For most applications, profiling and analysis tools can be used to directly measure how subroutines and functions run on the hardware. Deep learning workflows add a layer of complexity as models are commonly coded using interpreted languages like Python, then compiled to a computational graph of operations at run-time. Thus profiling at the hardware level is more indirect, but important information on bottlenecks and inefficiencies can still be extracted by seeing how kernels are dispatched and run. Furthermore, profiling information from hardware counters can be correlated with higher-level analysis tools which provide visibility at the model and graph levels.

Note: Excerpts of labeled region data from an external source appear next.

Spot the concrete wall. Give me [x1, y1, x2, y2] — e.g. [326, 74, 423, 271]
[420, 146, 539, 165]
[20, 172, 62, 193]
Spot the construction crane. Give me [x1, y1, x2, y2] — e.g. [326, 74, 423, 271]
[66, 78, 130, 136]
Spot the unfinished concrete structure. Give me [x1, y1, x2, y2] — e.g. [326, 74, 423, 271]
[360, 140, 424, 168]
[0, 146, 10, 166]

This presentation will show use of the Intel VTune Profiler to uncover how your DL model is running on Intel hardware. Analyzing mini-workflows with TensorFlow and PyTorch will be demonstrated, along with how profiles from the hardware-level match up with model and graph information from tools like TensorBoard. The focus will be on mini-workflows that you can use for experimentation to aid in learning the rich features of the profiling tools.
Authors
Christopher Lishka (presenting) is a Software Applications Engineer in the Intel Center of Excellence at Argonne National Laboratory. He helps scientists and engineers optimize their code, with a specialty in analyzing deep learning workflows with Intel profiling tools. At Intel he has worked in the Artificial Intelligence Products Group, Compiler Code Generation, Binary Translation, and Wearable Devices.

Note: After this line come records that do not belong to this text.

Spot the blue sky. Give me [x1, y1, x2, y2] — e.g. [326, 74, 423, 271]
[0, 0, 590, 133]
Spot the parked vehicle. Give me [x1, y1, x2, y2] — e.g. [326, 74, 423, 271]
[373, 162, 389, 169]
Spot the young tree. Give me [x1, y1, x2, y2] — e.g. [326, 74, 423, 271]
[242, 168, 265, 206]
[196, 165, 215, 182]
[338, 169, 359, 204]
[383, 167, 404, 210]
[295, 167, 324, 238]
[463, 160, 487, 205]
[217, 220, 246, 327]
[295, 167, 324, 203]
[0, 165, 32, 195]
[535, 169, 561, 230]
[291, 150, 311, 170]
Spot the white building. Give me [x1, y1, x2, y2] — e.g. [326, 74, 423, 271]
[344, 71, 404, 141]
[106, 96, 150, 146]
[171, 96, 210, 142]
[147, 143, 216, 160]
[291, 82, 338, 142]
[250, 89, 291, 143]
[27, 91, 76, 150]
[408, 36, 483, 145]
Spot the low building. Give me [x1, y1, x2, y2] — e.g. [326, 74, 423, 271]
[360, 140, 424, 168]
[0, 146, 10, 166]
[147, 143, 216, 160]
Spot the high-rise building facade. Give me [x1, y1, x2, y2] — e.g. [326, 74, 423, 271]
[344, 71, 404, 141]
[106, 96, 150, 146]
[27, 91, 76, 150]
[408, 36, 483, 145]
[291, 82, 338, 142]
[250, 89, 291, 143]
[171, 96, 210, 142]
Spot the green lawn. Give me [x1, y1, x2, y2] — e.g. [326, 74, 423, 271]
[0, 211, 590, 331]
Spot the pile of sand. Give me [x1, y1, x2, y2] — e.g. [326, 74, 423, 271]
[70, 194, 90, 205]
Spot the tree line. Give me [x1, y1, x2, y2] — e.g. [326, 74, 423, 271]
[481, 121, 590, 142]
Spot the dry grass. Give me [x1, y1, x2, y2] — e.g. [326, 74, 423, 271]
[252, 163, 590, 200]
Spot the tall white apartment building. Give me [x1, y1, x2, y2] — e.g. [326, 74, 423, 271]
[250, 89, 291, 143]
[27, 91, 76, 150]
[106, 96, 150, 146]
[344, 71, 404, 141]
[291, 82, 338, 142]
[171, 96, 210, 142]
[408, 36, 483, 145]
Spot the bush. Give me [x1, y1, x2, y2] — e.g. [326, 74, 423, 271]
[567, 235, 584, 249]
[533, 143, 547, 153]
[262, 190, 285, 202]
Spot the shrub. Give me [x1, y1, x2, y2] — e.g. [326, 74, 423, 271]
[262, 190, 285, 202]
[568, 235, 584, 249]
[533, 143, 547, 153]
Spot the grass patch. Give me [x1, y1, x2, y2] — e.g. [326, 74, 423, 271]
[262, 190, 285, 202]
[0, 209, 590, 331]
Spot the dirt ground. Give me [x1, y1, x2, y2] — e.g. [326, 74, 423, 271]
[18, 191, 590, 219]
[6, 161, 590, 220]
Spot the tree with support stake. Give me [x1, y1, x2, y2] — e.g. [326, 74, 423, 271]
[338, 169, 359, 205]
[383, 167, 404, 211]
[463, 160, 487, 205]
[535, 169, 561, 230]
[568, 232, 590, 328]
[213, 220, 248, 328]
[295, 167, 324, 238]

Nalini Kumar is an Application Engineer in the New Technology Enablement team in the HPC group at Intel. She works on performance analysis and optimization of machine learning applications in HPC environments. In the past, she has collaborated with the Big Data Center at Lawrence Berkeley National Laboratory on scaling Python machine learning codes on Cori. She also works on performance modeling for co-design at Intel.